Thomas Woodrow Wilson adalah pria kelahiran Staunton, Virginia yang menjadi Presiden ke-28 Amerika Serikat. Dia lahir pada 28 Desember 1856. Lebih dari satu setengah abad yang lalu, dia tumbuh dalam kondisi Perang Sipil Amerika Serikat.
Perang tentu dapat membentuk nilai-nilai suatu bangsa. Perang juga dapat mempengaruhi sikap Wilson kecil, anak lelaki yang saat itu berusia empat tahun. Dia melihat kematian dan pembantaian tepat di halaman rumahnya. Ayahnya, seorang kepala Gereja, melayani yang sekarat di garis depan. Sedangkan ibunya merawat tentara yang terluka dan sekarat.
Wilson tumbuh dengan menorehkan prestasi yang cemerlang. Dia mengawali karirnya sebagai dosen. Kemudian menjadi kepala dari Princeton University. Namanya tersohor, hingga akhirnya dia masuk ke dunia politik. Dia sempat menjabat sebagai gubernur New Jersey. Kemudian dia dicalonkan sebagai kandidat presiden dari Partai Demokrat.

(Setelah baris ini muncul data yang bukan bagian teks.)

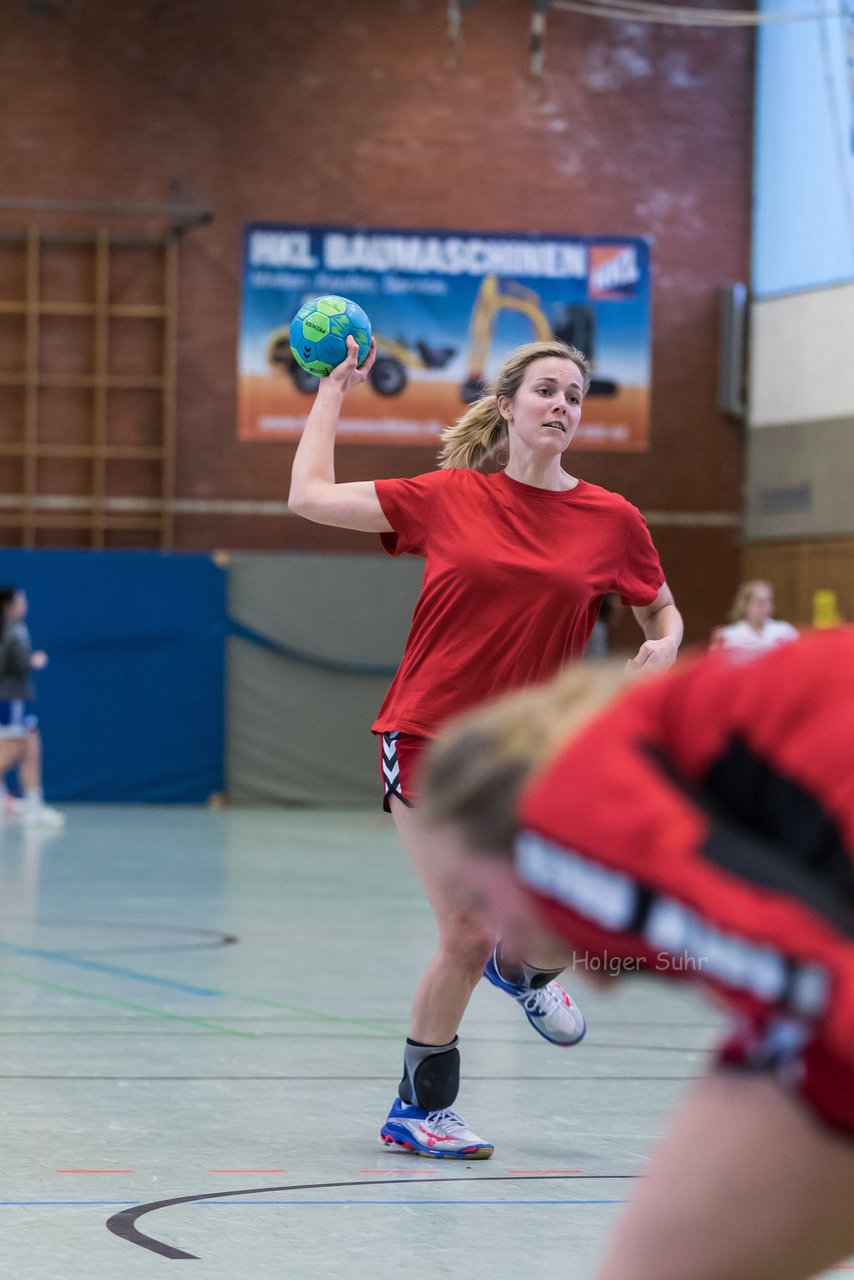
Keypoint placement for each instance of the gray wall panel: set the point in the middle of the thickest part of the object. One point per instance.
(800, 480)
(298, 732)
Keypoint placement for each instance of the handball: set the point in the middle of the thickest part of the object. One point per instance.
(319, 333)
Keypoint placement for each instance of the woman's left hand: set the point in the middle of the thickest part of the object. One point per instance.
(653, 656)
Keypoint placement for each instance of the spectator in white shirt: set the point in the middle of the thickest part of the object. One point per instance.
(752, 625)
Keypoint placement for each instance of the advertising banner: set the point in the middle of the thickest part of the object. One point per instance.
(446, 309)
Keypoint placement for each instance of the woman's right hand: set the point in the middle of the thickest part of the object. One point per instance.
(348, 374)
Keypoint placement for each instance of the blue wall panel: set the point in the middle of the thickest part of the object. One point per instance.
(132, 702)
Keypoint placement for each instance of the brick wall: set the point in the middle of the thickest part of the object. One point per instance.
(274, 110)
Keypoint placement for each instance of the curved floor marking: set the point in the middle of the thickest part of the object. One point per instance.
(124, 1224)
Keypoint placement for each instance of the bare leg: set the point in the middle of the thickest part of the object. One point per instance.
(465, 945)
(31, 762)
(745, 1185)
(10, 752)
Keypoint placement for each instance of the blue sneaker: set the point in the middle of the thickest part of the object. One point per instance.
(548, 1009)
(438, 1134)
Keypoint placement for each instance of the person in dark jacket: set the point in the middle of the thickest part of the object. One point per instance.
(19, 736)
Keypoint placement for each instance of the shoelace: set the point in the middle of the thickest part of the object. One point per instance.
(544, 999)
(444, 1116)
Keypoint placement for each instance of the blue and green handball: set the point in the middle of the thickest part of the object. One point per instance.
(319, 333)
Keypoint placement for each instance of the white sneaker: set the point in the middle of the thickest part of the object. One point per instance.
(548, 1009)
(438, 1134)
(42, 816)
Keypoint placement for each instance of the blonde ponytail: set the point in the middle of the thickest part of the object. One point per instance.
(475, 769)
(479, 439)
(476, 439)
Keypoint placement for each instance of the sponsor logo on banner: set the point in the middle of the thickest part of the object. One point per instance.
(615, 272)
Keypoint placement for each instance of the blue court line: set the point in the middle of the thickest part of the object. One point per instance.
(113, 969)
(410, 1203)
(153, 979)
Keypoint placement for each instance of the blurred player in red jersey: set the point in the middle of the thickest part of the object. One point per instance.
(698, 826)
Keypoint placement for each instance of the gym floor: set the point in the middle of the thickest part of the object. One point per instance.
(201, 1016)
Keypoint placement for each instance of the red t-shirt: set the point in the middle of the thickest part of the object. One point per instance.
(711, 814)
(511, 586)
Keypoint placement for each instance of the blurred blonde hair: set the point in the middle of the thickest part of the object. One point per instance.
(739, 609)
(474, 772)
(479, 438)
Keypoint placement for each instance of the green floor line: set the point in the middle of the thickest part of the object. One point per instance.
(383, 1028)
(128, 1004)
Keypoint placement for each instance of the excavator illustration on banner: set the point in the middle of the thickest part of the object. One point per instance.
(571, 323)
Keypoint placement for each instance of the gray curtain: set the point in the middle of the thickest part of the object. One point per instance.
(314, 647)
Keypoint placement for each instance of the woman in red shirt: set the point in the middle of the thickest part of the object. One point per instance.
(700, 827)
(517, 561)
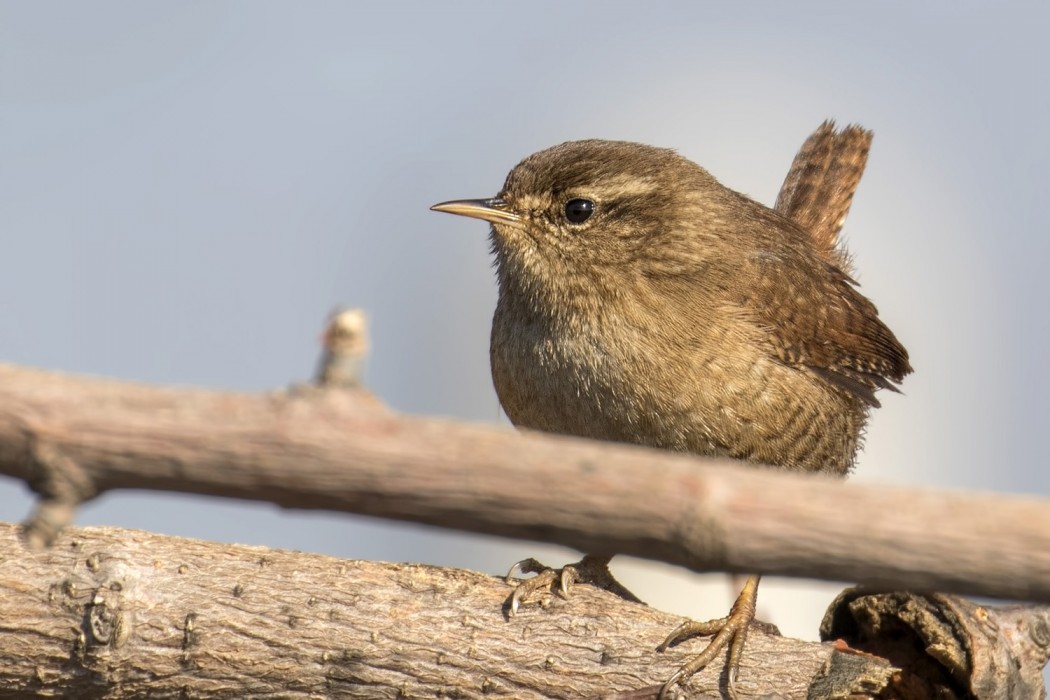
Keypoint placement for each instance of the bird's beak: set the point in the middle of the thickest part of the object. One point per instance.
(496, 211)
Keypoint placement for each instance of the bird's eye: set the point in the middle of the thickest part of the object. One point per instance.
(578, 211)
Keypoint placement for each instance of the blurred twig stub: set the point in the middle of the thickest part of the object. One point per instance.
(344, 348)
(344, 451)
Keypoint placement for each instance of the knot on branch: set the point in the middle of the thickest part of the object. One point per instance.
(946, 647)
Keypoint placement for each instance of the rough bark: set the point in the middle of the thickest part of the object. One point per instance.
(128, 614)
(71, 438)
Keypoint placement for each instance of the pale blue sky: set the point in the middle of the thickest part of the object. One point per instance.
(186, 189)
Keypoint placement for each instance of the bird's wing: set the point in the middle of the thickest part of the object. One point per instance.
(817, 319)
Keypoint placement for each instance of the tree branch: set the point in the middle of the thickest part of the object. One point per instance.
(341, 450)
(129, 614)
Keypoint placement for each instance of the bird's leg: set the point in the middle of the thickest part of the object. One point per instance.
(731, 631)
(592, 569)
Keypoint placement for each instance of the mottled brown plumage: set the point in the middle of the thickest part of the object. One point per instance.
(679, 315)
(642, 301)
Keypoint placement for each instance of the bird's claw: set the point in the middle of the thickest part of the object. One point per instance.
(593, 570)
(730, 631)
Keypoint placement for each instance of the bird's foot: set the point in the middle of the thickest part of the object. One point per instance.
(591, 569)
(730, 631)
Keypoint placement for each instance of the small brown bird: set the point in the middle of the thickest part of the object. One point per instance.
(643, 301)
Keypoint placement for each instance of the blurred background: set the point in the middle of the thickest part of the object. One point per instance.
(186, 190)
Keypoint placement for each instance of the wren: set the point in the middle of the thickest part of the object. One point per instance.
(643, 301)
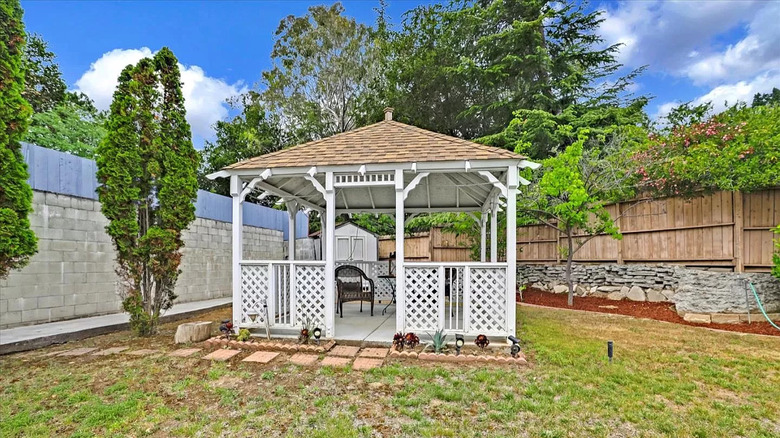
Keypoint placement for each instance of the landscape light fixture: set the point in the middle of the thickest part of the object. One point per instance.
(515, 349)
(317, 332)
(459, 342)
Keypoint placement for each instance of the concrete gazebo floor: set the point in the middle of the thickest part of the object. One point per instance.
(362, 327)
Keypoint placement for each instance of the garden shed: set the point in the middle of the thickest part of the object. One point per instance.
(391, 168)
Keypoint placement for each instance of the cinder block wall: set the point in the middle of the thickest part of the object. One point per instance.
(73, 273)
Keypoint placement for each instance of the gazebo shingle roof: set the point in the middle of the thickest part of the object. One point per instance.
(387, 141)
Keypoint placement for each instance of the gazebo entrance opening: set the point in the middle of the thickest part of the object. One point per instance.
(387, 168)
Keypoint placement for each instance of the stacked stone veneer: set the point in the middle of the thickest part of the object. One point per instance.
(691, 290)
(72, 275)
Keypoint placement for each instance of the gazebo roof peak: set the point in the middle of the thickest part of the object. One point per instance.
(387, 141)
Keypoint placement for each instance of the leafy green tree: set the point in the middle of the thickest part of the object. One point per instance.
(68, 127)
(251, 133)
(17, 241)
(736, 150)
(147, 169)
(572, 191)
(323, 65)
(464, 69)
(44, 86)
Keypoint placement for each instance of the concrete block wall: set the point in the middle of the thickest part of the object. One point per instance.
(73, 273)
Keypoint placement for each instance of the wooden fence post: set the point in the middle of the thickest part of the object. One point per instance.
(739, 232)
(620, 229)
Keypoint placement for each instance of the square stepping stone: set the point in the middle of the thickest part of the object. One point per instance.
(184, 352)
(221, 355)
(375, 353)
(304, 359)
(344, 351)
(335, 361)
(110, 351)
(363, 363)
(142, 352)
(261, 356)
(78, 352)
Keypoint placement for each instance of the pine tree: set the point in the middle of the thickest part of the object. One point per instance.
(147, 167)
(17, 241)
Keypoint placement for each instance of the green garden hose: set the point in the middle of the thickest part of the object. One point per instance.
(761, 307)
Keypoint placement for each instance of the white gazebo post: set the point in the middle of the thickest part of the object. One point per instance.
(494, 231)
(292, 209)
(235, 193)
(511, 247)
(482, 235)
(400, 276)
(329, 255)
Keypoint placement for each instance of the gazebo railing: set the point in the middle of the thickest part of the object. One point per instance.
(466, 298)
(293, 291)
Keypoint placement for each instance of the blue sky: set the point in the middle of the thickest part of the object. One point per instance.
(694, 50)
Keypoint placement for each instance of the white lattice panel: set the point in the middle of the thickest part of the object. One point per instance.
(254, 292)
(422, 299)
(487, 300)
(310, 294)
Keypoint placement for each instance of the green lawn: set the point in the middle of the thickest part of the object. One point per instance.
(667, 380)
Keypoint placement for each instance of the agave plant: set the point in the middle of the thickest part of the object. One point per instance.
(438, 341)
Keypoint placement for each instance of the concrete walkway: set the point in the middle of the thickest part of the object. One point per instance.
(360, 326)
(40, 335)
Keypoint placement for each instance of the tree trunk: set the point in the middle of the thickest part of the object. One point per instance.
(569, 258)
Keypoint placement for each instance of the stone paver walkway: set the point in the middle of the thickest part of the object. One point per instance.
(375, 353)
(184, 352)
(304, 359)
(110, 351)
(363, 364)
(344, 350)
(340, 356)
(221, 355)
(335, 362)
(142, 352)
(77, 352)
(261, 356)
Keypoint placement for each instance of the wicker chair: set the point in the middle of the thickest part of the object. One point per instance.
(349, 282)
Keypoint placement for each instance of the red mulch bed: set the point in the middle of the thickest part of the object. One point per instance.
(658, 311)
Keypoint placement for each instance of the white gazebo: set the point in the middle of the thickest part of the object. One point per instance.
(391, 168)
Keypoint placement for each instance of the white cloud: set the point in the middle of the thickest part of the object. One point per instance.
(757, 52)
(725, 95)
(204, 96)
(668, 36)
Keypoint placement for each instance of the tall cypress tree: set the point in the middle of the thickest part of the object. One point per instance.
(147, 167)
(17, 241)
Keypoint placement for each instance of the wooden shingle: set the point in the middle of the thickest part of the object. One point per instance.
(384, 142)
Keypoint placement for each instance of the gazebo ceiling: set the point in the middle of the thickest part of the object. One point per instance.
(438, 191)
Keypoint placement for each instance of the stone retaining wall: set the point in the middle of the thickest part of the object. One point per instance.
(72, 275)
(702, 291)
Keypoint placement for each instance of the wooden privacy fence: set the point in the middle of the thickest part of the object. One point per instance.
(431, 246)
(727, 229)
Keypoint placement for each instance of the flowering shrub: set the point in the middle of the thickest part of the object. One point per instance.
(738, 149)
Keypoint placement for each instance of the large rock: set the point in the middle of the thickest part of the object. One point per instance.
(636, 294)
(655, 296)
(616, 296)
(193, 332)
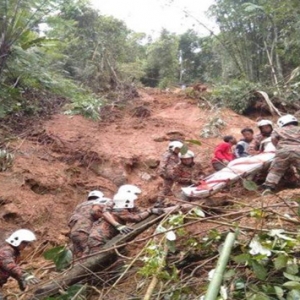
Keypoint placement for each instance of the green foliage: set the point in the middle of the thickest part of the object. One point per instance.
(61, 256)
(76, 291)
(237, 95)
(162, 66)
(85, 104)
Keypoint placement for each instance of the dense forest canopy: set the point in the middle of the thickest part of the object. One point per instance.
(70, 49)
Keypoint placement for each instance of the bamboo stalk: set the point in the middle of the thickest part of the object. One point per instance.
(155, 279)
(214, 286)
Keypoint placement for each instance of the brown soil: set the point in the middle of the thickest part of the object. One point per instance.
(60, 161)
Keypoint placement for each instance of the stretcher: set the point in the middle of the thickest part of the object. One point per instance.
(238, 168)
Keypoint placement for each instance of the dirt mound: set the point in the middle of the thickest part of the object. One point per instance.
(61, 160)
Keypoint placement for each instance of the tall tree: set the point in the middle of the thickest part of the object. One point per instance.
(162, 64)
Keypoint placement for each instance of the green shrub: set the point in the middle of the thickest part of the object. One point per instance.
(237, 95)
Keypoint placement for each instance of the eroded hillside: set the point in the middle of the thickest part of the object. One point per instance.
(58, 162)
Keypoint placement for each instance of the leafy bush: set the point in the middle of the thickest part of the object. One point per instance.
(86, 105)
(236, 95)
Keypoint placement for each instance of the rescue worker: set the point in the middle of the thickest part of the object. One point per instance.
(169, 160)
(242, 147)
(83, 218)
(187, 172)
(223, 153)
(265, 128)
(123, 211)
(129, 188)
(286, 139)
(9, 258)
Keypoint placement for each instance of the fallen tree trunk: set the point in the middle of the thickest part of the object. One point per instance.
(91, 264)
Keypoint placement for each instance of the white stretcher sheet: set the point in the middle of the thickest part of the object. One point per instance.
(236, 169)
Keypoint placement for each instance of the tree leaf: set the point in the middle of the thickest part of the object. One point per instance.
(292, 285)
(279, 292)
(242, 258)
(291, 277)
(259, 270)
(293, 295)
(292, 268)
(280, 262)
(250, 185)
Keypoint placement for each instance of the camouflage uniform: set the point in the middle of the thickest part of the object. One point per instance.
(188, 174)
(103, 231)
(287, 153)
(80, 224)
(9, 257)
(255, 144)
(168, 162)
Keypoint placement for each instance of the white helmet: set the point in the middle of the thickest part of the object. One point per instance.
(101, 201)
(284, 120)
(175, 144)
(124, 200)
(188, 154)
(129, 188)
(19, 236)
(264, 122)
(95, 195)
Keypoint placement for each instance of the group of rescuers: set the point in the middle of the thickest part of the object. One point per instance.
(99, 219)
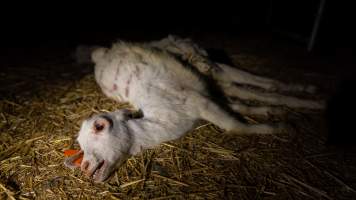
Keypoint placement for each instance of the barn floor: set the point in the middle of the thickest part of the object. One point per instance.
(44, 97)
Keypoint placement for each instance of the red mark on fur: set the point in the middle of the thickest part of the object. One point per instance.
(114, 87)
(127, 91)
(137, 71)
(117, 72)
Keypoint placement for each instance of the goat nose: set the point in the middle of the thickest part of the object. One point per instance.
(85, 166)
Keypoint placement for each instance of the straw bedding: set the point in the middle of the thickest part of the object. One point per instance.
(42, 105)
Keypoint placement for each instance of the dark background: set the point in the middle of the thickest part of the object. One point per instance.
(69, 25)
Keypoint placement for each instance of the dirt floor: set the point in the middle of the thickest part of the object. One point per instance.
(44, 96)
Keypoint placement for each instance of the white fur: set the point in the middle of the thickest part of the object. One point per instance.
(171, 96)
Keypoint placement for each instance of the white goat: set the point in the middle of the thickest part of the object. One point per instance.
(167, 81)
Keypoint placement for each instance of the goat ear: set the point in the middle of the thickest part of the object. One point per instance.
(98, 54)
(102, 123)
(74, 161)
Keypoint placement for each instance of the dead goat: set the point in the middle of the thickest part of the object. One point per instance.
(168, 81)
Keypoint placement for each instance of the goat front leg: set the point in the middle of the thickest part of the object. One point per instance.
(230, 74)
(244, 109)
(271, 98)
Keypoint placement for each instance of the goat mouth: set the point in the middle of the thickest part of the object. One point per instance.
(97, 173)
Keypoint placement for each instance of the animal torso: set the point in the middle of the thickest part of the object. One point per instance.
(154, 82)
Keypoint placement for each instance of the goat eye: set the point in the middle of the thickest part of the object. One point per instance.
(98, 127)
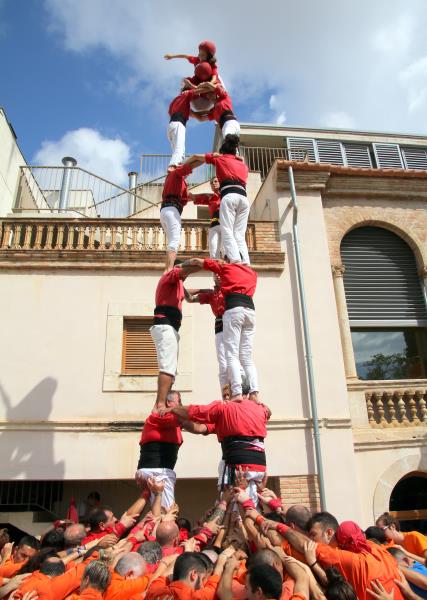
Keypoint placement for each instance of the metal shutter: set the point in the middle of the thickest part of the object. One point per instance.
(415, 158)
(381, 280)
(330, 151)
(295, 144)
(358, 155)
(388, 156)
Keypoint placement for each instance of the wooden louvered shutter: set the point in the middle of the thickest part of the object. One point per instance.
(381, 280)
(388, 156)
(330, 151)
(297, 146)
(358, 155)
(415, 158)
(139, 352)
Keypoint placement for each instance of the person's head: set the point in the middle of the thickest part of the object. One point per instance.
(297, 517)
(401, 558)
(33, 563)
(191, 568)
(52, 567)
(230, 144)
(322, 527)
(54, 539)
(101, 519)
(173, 399)
(27, 547)
(263, 582)
(375, 534)
(337, 587)
(265, 556)
(74, 535)
(214, 184)
(391, 528)
(151, 552)
(96, 575)
(167, 533)
(207, 50)
(131, 566)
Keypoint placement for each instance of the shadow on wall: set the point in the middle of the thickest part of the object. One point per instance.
(29, 454)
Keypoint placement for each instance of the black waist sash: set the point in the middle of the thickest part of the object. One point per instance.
(218, 324)
(227, 115)
(171, 200)
(178, 117)
(235, 299)
(158, 455)
(170, 315)
(236, 452)
(232, 186)
(215, 219)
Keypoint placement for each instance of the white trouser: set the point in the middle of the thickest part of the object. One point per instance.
(171, 223)
(239, 331)
(222, 361)
(166, 475)
(166, 340)
(214, 242)
(176, 137)
(233, 219)
(232, 126)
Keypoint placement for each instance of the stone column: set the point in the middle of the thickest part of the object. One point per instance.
(346, 343)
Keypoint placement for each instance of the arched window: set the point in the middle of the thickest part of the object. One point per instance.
(386, 305)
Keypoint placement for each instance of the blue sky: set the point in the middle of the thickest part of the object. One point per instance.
(87, 76)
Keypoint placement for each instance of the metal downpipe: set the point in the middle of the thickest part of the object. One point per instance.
(307, 343)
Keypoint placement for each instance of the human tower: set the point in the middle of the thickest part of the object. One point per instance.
(239, 418)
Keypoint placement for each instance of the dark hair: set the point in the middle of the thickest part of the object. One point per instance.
(183, 523)
(230, 144)
(338, 588)
(188, 561)
(376, 534)
(96, 517)
(53, 568)
(151, 552)
(54, 539)
(325, 519)
(33, 563)
(31, 541)
(268, 579)
(387, 519)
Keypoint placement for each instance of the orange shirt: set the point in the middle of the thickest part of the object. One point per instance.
(360, 569)
(415, 542)
(123, 589)
(9, 568)
(178, 590)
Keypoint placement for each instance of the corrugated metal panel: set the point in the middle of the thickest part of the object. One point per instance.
(415, 158)
(330, 151)
(381, 280)
(388, 156)
(297, 147)
(358, 155)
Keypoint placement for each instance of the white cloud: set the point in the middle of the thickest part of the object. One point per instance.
(103, 156)
(313, 54)
(338, 119)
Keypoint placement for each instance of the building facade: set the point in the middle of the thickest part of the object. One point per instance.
(77, 371)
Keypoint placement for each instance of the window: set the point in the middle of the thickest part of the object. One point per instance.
(139, 352)
(386, 305)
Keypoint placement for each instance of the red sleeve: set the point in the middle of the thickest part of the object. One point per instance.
(209, 264)
(205, 413)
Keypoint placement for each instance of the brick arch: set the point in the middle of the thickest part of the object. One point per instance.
(391, 476)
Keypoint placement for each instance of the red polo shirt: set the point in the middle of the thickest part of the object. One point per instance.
(228, 166)
(216, 301)
(235, 278)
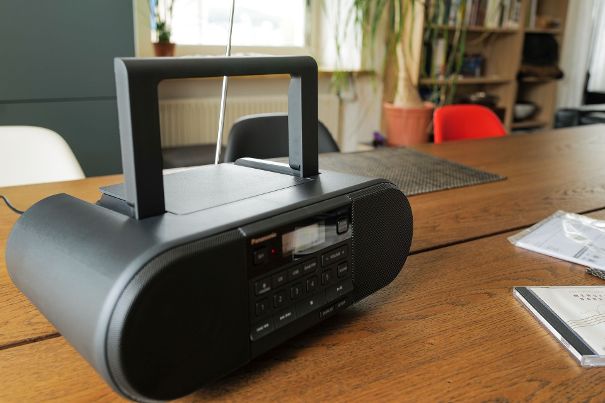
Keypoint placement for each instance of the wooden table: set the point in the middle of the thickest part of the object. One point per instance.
(447, 328)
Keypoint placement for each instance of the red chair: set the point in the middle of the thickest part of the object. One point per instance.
(461, 122)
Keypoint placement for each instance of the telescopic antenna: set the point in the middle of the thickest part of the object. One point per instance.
(221, 118)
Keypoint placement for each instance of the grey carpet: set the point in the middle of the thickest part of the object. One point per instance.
(414, 172)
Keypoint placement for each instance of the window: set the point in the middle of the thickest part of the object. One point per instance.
(256, 23)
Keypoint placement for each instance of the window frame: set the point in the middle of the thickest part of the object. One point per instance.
(144, 47)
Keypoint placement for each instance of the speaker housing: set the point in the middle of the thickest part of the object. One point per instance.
(161, 303)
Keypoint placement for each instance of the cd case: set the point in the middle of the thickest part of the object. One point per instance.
(572, 237)
(574, 315)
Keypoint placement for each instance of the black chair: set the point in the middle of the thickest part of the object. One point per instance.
(266, 136)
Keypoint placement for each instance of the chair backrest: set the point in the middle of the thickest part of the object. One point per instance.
(460, 122)
(33, 155)
(266, 136)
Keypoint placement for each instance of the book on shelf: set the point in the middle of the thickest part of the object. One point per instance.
(491, 14)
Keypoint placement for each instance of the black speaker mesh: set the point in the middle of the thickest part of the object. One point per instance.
(382, 235)
(181, 320)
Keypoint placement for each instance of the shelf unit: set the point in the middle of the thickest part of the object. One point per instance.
(502, 49)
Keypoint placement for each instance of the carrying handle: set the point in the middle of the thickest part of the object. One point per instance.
(137, 83)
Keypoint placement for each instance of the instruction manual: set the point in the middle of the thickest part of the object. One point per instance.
(570, 237)
(574, 315)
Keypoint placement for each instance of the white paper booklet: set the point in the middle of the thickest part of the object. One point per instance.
(570, 237)
(574, 315)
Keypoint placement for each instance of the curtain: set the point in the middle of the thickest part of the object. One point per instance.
(596, 83)
(575, 53)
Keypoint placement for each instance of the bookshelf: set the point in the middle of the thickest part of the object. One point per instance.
(501, 47)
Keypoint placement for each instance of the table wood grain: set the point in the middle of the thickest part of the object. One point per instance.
(448, 328)
(554, 170)
(548, 171)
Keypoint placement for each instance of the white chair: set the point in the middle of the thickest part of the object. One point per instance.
(31, 154)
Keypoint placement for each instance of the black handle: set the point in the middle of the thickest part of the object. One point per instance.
(137, 82)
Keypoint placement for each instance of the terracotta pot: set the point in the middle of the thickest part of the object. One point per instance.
(407, 126)
(163, 48)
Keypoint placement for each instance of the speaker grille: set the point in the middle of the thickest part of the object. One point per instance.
(382, 235)
(182, 320)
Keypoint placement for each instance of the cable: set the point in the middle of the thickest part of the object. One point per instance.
(10, 206)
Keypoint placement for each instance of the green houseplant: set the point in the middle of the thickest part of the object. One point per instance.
(161, 15)
(406, 116)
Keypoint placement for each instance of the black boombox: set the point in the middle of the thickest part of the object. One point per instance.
(171, 281)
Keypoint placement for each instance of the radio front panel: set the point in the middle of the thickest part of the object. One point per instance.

Dengan kampanye kreatif menggunakan film, Wilson terpilih menjadi presiden ke-28 Amerika Serikat. Tepatnya pada 1913-1921. Tahun pertama pemerintahan Wilson sebagai presiden, kondisi internal Amerika Serikat mengalami kemajuan dalam berbagai bidang. Ini berkat kebijakannya yang progresif di bidang perbankan, ekonomi, dan pajak.
Sayangnya, dunia internasional kala itu sedang carut marut. Utamanya di kawasan Eropa. Pada 1914, negara-negara Eropa mengibarkan bendera Perang Dunia I. Nah, pada awalnya, Presiden Wilson memosisikan Amerika Serikat sebagai negara yang netral.
Ini tentu bukan hal mudah. Apalagi, kala itu Jerman sempat memprovokasi dengan menenggelamkan kapal Inggris. Hal ini menyebabkan 128 rakyat Amerika Serikat meninggal.
Pada periode kedua kepemimpinannya sebagai presiden, Wilson masih tetap pada pendiriannya untuk tidak terlibat dalam perang. Bahkan, prinsip inilah yang membuat rakyat Amerika Serikat memilihnya kembali. Dia menang dengan suara mayoritas.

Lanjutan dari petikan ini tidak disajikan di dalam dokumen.